Directors and officers of corporations considering a transaction that gives rise to appraisal rights should evaluate the following implications of these recent decisions:

  • Delaware courts have increasingly used the deal price minus synergies for a determination of fair value when the sales process and the market for the company’s stock exhibit the characteristics identified by the Supreme Court in Dell and DFC.
    • The Dell decision solidifies the benefit in an appraisal proceeding of a robust and competitive sales process, because if the market for the company and its stock was efficient, the merger price is often found to be the most reliable indicator of fair value.
    • While the Supreme Court has now repeatedly refused to hold that there is a judicial presumption in favor of deal price, the Dell and DFC rulings underscore that deal price is often the best indication of appraisal value, and the Court of Chancery has subsequently recognized in that same vein that a competitive market price is “at least first among equals.”
  • The Court of Chancery confirmed that a determination that the deal price is not a reliable indicator of fair value does not necessarily result in a fair value determination above deal price.
    • While justifiable concern may persist that the court might find the process inadequate and resort to a DCF valuation, the AOL and Sprint decisions show that even in such scenarios, the Court of Chancery may still find fair value below the deal price.
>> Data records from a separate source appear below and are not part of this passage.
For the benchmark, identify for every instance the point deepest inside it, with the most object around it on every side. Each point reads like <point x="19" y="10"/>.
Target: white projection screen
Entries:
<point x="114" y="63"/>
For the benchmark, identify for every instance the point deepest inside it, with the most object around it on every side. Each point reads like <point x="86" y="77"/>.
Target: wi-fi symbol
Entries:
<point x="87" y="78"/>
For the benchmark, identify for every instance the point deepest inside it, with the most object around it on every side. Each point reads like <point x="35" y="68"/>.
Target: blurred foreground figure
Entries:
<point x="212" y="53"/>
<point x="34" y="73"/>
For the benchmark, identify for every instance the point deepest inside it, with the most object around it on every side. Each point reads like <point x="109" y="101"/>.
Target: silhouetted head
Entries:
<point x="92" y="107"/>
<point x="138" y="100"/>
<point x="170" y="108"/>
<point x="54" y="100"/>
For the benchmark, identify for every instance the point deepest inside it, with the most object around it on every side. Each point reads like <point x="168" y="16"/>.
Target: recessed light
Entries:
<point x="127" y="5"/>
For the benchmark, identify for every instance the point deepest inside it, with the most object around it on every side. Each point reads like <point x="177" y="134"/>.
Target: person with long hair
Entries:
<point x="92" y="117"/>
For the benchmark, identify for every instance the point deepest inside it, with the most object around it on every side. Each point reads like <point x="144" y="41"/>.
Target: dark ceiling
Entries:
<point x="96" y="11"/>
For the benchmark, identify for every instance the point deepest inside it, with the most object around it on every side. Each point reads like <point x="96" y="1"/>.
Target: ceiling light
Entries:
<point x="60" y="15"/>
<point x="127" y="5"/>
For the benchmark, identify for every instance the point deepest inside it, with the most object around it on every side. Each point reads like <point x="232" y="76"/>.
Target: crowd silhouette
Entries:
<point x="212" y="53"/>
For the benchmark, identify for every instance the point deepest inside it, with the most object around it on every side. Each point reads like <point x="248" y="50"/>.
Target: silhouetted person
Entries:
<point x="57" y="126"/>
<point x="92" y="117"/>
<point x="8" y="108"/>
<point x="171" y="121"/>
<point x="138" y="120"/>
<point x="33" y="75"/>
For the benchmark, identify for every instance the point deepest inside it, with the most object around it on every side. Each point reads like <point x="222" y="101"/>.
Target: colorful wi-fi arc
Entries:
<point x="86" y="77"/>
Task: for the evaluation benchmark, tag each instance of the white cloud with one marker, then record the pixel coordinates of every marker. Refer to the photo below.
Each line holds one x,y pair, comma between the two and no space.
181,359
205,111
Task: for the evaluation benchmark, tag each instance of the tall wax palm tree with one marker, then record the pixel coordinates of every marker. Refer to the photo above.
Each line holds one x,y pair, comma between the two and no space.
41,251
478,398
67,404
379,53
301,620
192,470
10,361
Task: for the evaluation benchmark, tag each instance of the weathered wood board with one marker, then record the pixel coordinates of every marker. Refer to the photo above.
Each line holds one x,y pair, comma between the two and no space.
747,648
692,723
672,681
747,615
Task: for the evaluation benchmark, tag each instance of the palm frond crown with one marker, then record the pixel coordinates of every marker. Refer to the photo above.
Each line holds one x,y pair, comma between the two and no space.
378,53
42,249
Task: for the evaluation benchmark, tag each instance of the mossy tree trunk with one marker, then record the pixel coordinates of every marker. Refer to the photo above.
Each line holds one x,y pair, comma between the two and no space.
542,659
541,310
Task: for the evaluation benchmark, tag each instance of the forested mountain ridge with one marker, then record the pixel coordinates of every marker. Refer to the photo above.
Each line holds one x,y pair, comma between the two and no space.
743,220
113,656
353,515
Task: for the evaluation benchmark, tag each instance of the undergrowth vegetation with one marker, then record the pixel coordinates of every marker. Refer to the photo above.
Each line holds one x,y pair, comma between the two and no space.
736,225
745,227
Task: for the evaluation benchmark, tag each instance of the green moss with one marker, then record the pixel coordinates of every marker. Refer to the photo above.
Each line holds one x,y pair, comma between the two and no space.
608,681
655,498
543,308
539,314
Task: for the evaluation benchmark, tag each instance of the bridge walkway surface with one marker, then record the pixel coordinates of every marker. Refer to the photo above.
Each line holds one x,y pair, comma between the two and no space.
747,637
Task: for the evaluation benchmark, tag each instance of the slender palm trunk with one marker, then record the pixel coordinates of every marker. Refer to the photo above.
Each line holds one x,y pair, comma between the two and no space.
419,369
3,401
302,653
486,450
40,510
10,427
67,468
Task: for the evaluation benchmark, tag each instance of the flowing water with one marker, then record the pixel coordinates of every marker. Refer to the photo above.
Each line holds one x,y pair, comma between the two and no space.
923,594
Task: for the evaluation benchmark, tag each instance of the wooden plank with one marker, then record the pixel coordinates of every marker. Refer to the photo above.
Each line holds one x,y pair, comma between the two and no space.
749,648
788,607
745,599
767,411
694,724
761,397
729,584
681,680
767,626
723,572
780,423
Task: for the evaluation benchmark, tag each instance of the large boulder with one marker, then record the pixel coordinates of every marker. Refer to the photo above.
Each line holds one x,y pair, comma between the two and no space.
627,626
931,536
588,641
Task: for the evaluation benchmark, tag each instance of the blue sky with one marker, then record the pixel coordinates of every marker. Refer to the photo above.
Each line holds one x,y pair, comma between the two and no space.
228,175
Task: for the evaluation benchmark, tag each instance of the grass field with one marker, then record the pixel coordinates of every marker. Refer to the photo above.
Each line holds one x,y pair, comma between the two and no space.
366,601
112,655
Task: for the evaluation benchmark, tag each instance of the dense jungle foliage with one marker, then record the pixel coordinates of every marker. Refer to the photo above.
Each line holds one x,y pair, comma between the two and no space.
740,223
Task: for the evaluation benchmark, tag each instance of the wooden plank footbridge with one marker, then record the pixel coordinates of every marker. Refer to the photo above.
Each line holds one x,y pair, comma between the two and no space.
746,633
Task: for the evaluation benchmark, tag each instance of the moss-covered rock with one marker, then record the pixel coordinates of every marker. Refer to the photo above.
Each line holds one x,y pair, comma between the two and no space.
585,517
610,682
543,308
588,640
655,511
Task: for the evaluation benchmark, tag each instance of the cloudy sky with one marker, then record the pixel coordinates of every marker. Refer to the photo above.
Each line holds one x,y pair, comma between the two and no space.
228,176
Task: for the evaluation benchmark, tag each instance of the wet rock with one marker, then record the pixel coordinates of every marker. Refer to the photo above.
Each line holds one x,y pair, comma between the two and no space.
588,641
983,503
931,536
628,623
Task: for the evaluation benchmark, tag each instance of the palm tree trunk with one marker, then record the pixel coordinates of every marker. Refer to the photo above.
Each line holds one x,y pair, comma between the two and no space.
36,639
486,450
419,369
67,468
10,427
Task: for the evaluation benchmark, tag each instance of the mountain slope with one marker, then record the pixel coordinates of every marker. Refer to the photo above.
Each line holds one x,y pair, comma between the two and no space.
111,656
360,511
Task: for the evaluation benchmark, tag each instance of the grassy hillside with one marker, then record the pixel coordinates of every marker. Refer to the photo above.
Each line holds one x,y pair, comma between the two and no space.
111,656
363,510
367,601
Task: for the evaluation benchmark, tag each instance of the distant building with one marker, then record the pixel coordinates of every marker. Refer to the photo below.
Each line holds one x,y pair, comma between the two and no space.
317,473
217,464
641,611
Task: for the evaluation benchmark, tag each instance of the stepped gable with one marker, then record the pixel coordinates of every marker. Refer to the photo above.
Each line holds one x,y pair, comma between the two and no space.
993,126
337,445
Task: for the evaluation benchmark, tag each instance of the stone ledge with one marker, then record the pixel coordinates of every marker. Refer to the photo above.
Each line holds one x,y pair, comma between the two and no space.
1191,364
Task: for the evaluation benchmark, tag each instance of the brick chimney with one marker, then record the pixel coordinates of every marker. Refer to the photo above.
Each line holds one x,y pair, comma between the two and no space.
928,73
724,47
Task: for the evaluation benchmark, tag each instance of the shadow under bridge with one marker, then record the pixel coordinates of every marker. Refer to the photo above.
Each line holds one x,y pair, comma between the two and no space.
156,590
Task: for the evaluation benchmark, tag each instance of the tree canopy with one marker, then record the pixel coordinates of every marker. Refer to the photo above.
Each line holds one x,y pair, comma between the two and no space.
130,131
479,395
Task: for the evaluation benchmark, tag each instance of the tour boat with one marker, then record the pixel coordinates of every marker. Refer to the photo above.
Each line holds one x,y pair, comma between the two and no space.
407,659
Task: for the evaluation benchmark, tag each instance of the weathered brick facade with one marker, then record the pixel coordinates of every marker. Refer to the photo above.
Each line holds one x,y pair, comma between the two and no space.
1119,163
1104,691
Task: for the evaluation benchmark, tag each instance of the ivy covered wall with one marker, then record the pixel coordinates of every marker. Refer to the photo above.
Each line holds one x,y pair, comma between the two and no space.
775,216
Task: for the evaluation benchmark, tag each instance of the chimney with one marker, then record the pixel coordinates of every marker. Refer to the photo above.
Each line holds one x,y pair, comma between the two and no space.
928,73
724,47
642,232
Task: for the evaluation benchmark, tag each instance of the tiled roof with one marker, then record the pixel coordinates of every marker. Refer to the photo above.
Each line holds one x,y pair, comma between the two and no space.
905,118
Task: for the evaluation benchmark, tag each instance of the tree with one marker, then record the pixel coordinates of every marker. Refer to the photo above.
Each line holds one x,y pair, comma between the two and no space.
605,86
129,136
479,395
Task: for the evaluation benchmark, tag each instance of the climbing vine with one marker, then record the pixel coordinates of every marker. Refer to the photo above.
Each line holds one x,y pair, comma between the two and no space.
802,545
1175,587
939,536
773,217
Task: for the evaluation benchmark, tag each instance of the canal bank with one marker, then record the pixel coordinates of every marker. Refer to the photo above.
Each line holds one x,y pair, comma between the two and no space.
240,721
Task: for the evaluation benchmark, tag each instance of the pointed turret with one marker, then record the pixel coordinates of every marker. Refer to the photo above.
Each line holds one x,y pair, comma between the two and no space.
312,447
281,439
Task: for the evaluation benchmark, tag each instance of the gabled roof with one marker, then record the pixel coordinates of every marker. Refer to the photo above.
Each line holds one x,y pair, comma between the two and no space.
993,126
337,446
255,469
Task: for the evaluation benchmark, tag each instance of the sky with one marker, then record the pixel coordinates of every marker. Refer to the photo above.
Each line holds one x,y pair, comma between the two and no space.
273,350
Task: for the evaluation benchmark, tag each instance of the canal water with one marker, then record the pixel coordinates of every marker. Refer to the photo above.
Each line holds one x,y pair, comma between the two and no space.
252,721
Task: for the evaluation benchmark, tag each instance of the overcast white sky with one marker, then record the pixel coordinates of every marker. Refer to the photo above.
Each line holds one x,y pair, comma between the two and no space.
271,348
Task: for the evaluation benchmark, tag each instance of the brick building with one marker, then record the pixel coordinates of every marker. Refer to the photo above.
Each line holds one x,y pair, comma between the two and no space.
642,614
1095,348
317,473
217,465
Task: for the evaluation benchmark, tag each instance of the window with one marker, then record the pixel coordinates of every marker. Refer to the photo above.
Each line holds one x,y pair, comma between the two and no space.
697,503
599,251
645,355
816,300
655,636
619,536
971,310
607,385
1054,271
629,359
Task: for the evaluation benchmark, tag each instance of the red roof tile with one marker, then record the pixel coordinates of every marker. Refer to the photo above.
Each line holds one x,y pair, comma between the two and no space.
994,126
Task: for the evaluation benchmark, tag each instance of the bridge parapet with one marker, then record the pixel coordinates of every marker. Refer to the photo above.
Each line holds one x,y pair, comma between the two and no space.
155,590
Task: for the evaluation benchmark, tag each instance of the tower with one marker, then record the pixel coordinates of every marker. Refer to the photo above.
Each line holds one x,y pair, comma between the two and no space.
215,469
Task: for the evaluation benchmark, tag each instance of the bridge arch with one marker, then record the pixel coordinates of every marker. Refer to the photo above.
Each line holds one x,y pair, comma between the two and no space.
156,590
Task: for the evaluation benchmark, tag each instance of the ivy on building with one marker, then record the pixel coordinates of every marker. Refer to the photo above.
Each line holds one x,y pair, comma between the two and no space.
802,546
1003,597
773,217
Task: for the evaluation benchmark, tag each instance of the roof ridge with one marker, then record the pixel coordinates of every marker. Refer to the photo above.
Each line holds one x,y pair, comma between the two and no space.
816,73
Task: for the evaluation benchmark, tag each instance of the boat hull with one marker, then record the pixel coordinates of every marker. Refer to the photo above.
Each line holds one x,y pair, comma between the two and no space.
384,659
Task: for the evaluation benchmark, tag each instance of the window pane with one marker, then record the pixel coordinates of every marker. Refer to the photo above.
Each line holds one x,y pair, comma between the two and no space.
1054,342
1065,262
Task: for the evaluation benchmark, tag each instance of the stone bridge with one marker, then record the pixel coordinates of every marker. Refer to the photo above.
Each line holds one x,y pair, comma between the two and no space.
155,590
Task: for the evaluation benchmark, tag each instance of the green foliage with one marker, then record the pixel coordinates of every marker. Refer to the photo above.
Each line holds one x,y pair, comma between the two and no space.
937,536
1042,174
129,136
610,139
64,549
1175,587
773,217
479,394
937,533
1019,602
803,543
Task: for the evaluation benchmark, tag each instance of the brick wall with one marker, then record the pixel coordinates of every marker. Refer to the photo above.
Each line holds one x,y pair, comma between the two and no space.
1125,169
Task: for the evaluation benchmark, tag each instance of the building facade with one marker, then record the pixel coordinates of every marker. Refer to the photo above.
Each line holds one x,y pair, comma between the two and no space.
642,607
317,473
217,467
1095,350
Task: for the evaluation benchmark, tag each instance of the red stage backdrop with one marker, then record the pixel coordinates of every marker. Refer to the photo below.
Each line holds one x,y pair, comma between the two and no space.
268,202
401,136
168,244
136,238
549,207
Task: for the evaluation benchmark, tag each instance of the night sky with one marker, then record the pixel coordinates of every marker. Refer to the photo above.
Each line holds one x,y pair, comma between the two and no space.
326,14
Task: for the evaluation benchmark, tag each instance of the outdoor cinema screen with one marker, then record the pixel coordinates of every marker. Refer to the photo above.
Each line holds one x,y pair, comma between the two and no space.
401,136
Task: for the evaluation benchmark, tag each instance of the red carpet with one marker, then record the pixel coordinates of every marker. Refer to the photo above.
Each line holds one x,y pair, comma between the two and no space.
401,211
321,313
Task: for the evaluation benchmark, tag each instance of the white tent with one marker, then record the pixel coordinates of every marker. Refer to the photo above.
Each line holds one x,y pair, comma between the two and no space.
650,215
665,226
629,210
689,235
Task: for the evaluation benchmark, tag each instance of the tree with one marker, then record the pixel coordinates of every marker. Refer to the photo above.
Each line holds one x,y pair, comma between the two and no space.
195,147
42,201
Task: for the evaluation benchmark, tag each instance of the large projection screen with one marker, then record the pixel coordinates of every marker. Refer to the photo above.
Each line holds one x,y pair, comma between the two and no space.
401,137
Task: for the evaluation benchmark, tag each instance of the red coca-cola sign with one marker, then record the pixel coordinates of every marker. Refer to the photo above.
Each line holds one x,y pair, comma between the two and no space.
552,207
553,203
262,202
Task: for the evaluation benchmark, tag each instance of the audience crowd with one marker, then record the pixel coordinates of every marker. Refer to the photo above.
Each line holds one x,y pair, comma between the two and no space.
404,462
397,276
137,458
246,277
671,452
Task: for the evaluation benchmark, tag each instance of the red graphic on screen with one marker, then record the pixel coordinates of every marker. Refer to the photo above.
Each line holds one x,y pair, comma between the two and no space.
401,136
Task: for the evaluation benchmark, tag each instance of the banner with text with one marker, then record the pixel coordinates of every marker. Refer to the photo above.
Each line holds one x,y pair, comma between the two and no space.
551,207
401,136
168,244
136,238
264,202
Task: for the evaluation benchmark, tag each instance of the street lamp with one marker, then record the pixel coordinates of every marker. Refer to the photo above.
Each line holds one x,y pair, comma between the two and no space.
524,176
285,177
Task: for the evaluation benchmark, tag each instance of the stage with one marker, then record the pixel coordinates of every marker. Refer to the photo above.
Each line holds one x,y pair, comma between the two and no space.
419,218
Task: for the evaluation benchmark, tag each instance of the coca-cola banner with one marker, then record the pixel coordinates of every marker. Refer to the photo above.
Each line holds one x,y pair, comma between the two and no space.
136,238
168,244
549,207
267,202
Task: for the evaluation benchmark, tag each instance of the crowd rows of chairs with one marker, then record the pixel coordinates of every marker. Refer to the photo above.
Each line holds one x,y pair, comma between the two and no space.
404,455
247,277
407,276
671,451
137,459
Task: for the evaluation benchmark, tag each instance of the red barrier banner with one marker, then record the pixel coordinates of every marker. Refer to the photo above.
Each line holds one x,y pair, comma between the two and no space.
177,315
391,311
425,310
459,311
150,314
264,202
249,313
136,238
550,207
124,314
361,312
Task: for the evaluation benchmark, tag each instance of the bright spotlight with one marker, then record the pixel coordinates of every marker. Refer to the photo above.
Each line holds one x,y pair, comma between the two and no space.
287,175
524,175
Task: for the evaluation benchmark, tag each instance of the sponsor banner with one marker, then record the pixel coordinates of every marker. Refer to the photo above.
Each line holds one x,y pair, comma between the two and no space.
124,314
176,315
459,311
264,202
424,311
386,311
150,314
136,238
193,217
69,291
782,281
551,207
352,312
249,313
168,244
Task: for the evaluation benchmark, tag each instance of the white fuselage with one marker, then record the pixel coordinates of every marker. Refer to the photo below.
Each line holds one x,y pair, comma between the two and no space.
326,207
The Court of Chancery in both AOL and Sprint attributed some of the difference between deal price and its fair value determination to synergies in the deal, demonstrating that deal synergies (which should be excluded from appraisal value) remain an important consideration.
  • The Dell decision confirmed that the Delaware Supreme Court has rejected a “carve-out” for private equity buyers. The Supreme Court’s reiteration of its holding in DFC — that a private equity carve-out is not grounded in economic literature or generally accepted financial principles — means that petitioners will be unable to argue that a deal price is not a reliable indicator of fair value simply based on the buyer’s identity as a private equity buyer.
  • Recent Delaware opinions finding fair value below deal price may deter some stockholders from seeking appraisal in transactions.